The way to do good is to amuse people!

(J.C. Ryle, 1884)
 
A great change has taken place in the last forty years. A quantity of church work is continually being carried on both by clergymen and laymen, which, however well-meant, can hardly be called Christian - and in reality has a painful tendency to throw true Christian work into the background, if not to throw it entirely out!

No one, for instance, can fail to observe that a large number of professors are spending all their time and strength on church music, church decorations, church programs, and an incessant round of church attractions. Others are equally absorbed in social work, feeding the poor, and improved dwellings for everyone. Others are incessantly getting up popular concerts, secular lectures, and evening recreations. They proclaim everywhere, that the way to do good is to amuse people!

Others are always occupied with secular guilds, and societies, and associations - and think you very wrong and heathenish if you do not join them. Myriads of professors are restlessly busy about such things from one end of the land to the other; and superficial observers are often saying, "What a great deal of church-work there is in these days!"

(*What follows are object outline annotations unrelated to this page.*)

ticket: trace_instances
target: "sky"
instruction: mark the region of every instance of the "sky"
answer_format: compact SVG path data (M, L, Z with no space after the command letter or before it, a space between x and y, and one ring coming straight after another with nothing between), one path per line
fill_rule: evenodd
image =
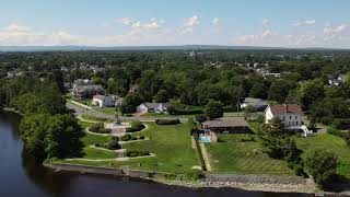
M350 0L1 0L0 46L350 48Z

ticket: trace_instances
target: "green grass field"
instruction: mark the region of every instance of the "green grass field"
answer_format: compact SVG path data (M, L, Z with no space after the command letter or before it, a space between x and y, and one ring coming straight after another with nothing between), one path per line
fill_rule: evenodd
M295 136L294 139L296 146L304 152L313 149L326 149L336 153L340 161L338 173L350 178L350 147L342 138L329 134L317 134L308 138Z
M220 138L224 142L206 143L213 172L293 175L285 161L270 159L267 154L261 153L258 142L242 141L242 139L250 139L249 135L229 134L221 135Z
M124 162L104 161L62 161L63 163L75 163L94 166L121 166L130 169L160 171L160 172L184 172L191 171L194 165L199 165L197 154L191 148L188 124L174 126L159 126L155 123L147 123L148 129L138 135L150 138L148 141L124 144L129 150L145 150L154 153L153 158L132 159ZM82 139L85 148L84 159L113 159L116 153L91 148L95 143L108 142L109 137L86 134Z

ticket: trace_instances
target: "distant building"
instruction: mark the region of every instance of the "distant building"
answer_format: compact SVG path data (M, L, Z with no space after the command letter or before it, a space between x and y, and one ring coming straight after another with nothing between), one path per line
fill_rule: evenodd
M73 95L79 99L91 99L97 94L105 94L104 88L100 84L75 85L73 88Z
M137 112L145 113L166 113L170 103L142 103L137 107Z
M303 111L300 105L269 105L265 111L265 121L279 118L287 129L300 129L303 125Z
M94 95L92 99L92 105L98 107L113 107L115 106L115 100L112 96Z
M269 104L266 101L261 100L261 99L246 97L244 100L244 102L241 104L241 108L245 108L247 106L250 106L256 111L265 111L265 108Z

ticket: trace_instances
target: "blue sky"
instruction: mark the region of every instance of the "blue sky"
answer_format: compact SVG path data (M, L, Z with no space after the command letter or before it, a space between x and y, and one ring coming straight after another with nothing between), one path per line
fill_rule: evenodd
M0 45L350 48L349 0L2 0Z

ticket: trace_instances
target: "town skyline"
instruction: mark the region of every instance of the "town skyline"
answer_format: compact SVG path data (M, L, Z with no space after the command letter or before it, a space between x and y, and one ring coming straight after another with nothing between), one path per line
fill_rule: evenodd
M0 46L350 48L349 5L345 0L3 1Z

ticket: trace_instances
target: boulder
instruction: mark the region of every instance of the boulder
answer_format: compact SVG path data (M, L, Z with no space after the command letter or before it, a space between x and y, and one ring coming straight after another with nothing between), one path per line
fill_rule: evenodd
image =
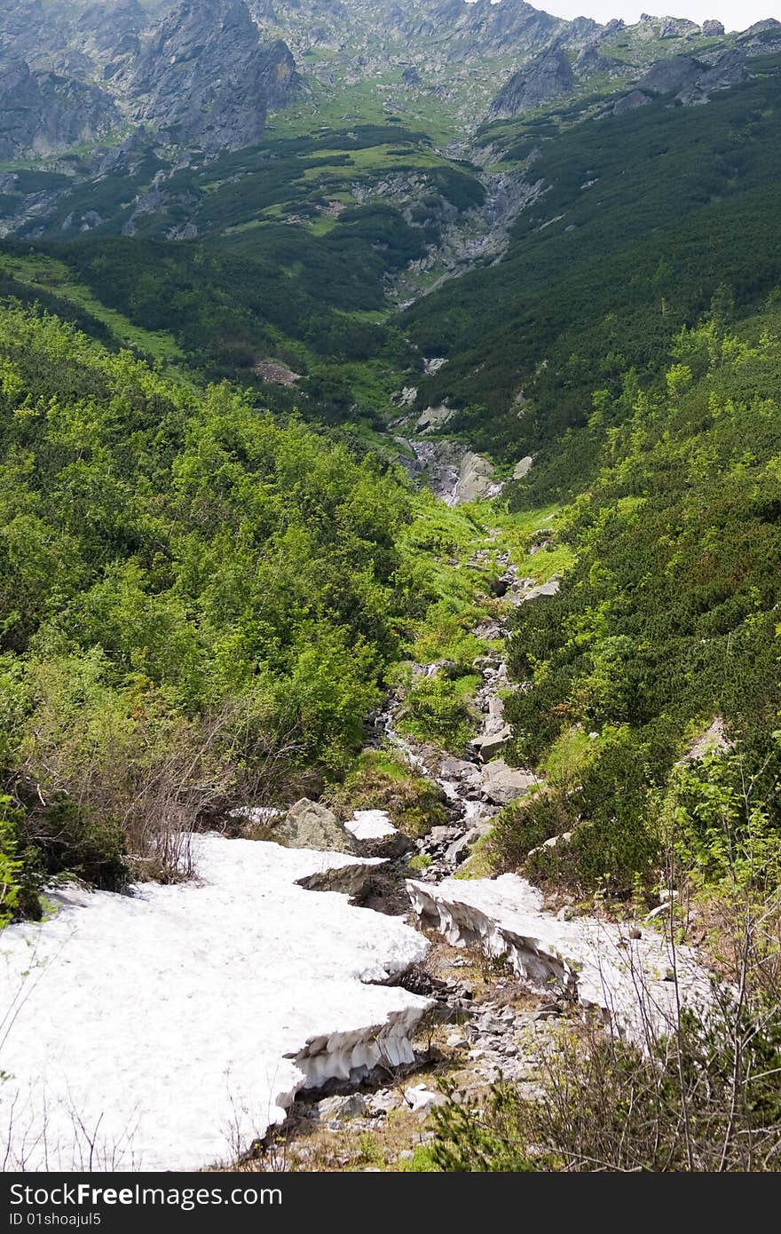
M359 1092L344 1097L326 1097L313 1107L316 1117L326 1123L344 1123L349 1118L362 1118L366 1113L366 1102Z
M675 1027L679 997L701 1011L712 1006L708 975L691 948L679 946L672 956L666 938L653 930L638 939L637 929L595 918L560 921L545 911L542 892L513 874L437 886L408 880L407 891L421 921L452 946L476 944L502 956L529 988L597 1009L640 1046L649 1022L661 1033ZM665 985L672 963L677 991ZM560 1006L544 1011L558 1014Z
M449 420L453 420L455 415L454 407L445 407L444 404L439 404L438 407L427 407L419 416L415 426L416 433L433 433L438 428L443 428Z
M563 48L549 48L513 73L491 104L490 115L519 116L543 102L571 94L574 89L575 74L566 52Z
M705 65L691 56L671 56L667 60L656 60L640 80L640 89L654 94L677 94L685 86L693 85Z
M273 826L273 838L286 848L308 848L318 853L355 853L355 840L333 811L301 797L284 819Z
M532 587L531 591L526 592L523 602L526 603L529 600L538 600L539 596L555 596L559 594L559 587L560 582L558 579L550 579L549 582L540 582L535 587Z
M495 806L524 797L539 780L532 771L511 768L503 759L492 759L482 770L482 796Z
M630 94L624 94L623 99L618 99L613 104L613 115L623 116L627 111L635 111L637 107L644 107L650 102L650 95L643 94L642 90L632 90Z
M512 728L505 724L497 733L481 733L473 738L470 745L477 752L484 763L495 758L505 749L512 737Z
M450 505L463 506L468 501L495 497L501 484L494 479L494 464L481 454L466 453L461 460L458 482Z

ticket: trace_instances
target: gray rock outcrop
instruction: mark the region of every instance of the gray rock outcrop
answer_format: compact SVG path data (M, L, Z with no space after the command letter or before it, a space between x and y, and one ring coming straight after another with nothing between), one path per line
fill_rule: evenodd
M121 123L97 86L33 72L26 60L0 67L0 158L47 157L100 141Z
M650 95L644 94L643 90L632 90L629 94L624 94L623 99L618 99L618 101L613 104L613 115L623 116L627 111L635 111L638 107L644 107L650 101Z
M181 0L125 75L137 122L206 153L259 141L269 104L295 88L289 49L263 46L243 0Z
M270 839L287 848L310 848L318 853L355 853L355 840L326 806L301 797L284 818L271 824Z
M552 48L513 73L494 99L490 114L496 117L519 116L571 94L574 89L575 74L566 53L561 48Z

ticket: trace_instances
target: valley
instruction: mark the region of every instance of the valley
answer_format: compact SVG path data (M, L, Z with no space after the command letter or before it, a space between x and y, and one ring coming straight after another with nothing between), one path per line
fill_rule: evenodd
M0 5L6 1171L777 1169L780 118L772 17Z

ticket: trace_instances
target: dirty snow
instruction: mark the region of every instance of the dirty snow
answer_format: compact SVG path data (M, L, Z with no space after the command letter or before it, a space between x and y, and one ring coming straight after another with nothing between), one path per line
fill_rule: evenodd
M386 810L357 810L344 828L357 840L381 840L396 834Z
M711 985L695 953L644 927L633 939L629 927L579 917L560 921L544 908L543 893L514 874L498 879L407 881L412 907L453 946L477 945L503 956L539 993L564 993L642 1044L645 1022L669 1032L681 1001L705 1008ZM672 966L676 983L670 981Z
M360 859L194 837L200 884L72 890L0 934L5 1169L231 1161L307 1079L408 1059L399 918L296 880Z

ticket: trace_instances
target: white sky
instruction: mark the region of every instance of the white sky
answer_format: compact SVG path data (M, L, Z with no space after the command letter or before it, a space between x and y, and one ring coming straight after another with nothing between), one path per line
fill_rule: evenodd
M659 6L654 0L645 4L635 4L634 0L531 0L531 4L556 17L593 17L602 22L623 17L627 25L639 21L642 12L660 17L672 12L690 21L718 17L727 30L746 30L765 17L781 21L781 0L671 0L670 7Z

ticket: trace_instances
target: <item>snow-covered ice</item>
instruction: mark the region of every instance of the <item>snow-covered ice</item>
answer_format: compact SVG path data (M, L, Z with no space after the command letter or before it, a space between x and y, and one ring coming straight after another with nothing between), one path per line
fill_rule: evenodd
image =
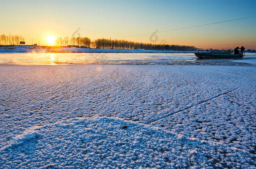
M255 66L1 65L0 168L256 167Z

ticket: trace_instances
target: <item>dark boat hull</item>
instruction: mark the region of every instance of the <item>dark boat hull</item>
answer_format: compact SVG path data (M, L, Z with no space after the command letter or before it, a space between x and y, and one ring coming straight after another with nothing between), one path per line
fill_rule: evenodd
M243 58L243 55L239 54L214 53L195 53L198 58L211 59L231 59Z

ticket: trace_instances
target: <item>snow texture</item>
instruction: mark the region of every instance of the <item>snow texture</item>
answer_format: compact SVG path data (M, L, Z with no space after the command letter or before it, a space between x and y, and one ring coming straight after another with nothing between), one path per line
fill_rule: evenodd
M255 168L255 68L1 65L0 168Z

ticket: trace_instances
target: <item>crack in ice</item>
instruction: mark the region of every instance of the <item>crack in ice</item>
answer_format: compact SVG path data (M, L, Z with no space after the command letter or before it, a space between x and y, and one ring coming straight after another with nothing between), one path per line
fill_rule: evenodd
M165 118L166 118L167 117L170 117L170 116L172 116L172 115L173 115L174 114L176 114L177 113L180 113L180 112L182 112L183 111L184 111L185 110L186 110L189 109L190 109L191 108L192 108L192 107L194 107L195 106L200 105L201 104L202 104L202 103L204 103L207 102L207 101L211 101L211 100L212 100L213 99L214 99L214 98L217 98L217 97L219 97L219 96L221 96L224 95L225 94L228 94L228 93L230 93L230 92L232 92L233 91L235 91L236 90L238 89L239 88L235 88L235 89L232 90L231 91L228 91L226 92L225 93L223 93L219 94L219 95L217 95L217 96L215 96L214 97L212 97L212 98L209 98L209 99L206 100L204 100L204 101L201 101L201 102L200 102L199 103L197 103L196 104L193 104L193 105L191 105L191 106L190 106L186 107L186 108L184 108L184 109L183 109L182 110L179 110L179 111L175 111L174 112L173 112L172 113L167 114L165 116L163 116L159 117L159 118L157 118L157 119L156 119L155 120L154 120L153 121L150 121L149 122L146 123L146 124L152 124L153 123L155 123L155 122L156 122L157 121L159 121L160 120L162 119L165 119Z

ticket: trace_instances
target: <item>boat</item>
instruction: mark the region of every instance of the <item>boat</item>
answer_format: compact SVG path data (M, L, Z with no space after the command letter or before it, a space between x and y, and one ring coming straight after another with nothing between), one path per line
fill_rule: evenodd
M195 51L195 55L200 59L232 59L242 58L244 56L243 53L233 54L230 50L227 51L216 51L216 50L204 50L198 48Z

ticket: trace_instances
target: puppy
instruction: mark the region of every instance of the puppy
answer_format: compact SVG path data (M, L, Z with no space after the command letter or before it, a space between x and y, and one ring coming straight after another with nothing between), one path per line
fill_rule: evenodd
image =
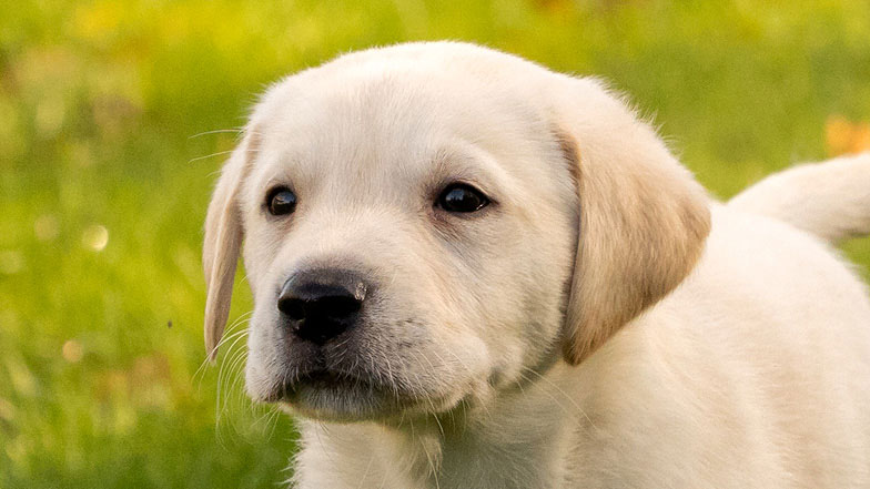
M343 55L223 170L208 352L242 254L246 389L301 419L302 489L870 487L870 303L828 245L870 231L868 169L722 205L596 80Z

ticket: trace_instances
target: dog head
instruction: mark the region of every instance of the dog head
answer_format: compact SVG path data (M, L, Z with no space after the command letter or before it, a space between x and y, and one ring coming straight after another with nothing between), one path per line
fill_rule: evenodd
M445 412L580 363L682 281L708 230L702 189L595 80L462 43L347 54L272 86L224 166L206 347L242 253L254 399Z

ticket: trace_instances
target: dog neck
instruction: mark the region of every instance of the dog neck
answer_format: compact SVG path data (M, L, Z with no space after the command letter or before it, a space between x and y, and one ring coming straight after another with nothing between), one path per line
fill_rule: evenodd
M559 364L485 408L382 424L306 421L295 481L310 488L556 488L581 409ZM570 383L576 384L576 383ZM334 462L341 460L341 466Z

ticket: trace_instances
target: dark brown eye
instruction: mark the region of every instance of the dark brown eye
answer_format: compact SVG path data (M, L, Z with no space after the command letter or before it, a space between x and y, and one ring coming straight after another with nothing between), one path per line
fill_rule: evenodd
M296 194L284 186L272 189L266 196L266 207L272 215L291 214L296 210Z
M436 204L447 212L475 212L486 207L488 203L486 195L477 189L454 183L444 189Z

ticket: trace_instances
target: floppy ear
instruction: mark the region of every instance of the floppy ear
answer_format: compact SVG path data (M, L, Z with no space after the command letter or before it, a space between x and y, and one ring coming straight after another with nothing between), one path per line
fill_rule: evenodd
M649 125L597 82L568 83L558 131L580 230L564 354L576 365L688 275L710 213L704 189Z
M205 271L205 350L209 359L218 356L223 329L230 315L233 278L244 231L239 208L239 187L249 173L257 150L254 132L245 136L224 164L205 216L202 264Z

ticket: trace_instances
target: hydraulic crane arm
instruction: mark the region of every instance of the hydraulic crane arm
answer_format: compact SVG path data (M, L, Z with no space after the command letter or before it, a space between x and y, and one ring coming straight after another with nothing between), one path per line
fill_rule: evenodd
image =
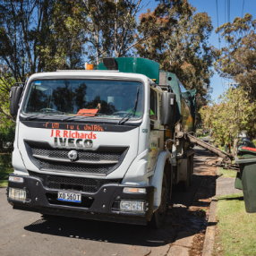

Now I would not for a moment be supposed to mean that all the things I have just mentioned are wrong and wicked. Yet I doubt whether the present state of things is altogether healthy. I doubt whether the work of the Holy Spirit on hearts and consciences, is not insensibly being left out in the cold and neglected. Amidst the incessant hustle and bustle about matters of entirely secondary importance - I doubt whether the sort of direct spiritual work to which the Apostles wholly gave themselves, receives as much attention as it ought.

It is quite certain that musical services, and church decorations, and concerts, and bazaars, and social work, and the like - will not save souls.

It is equally certain that, without repentance, and faith, and holy living, and practical, self-denying, kindly charity - no one is fit for Heaven. Do these simple, old-fashioned graces fill the place which they ought to do, in the daily proceedings of many so-called church-workers in this day? I confess I doubt it exceedingly.

I certainly see on every side a vast increase of what people call "church-work." But there is little or no increase of true religion. There undoubtedly is more show and glitter and display. But I extremely doubt whether there is more spiritual reality, and more growth of practical godliness.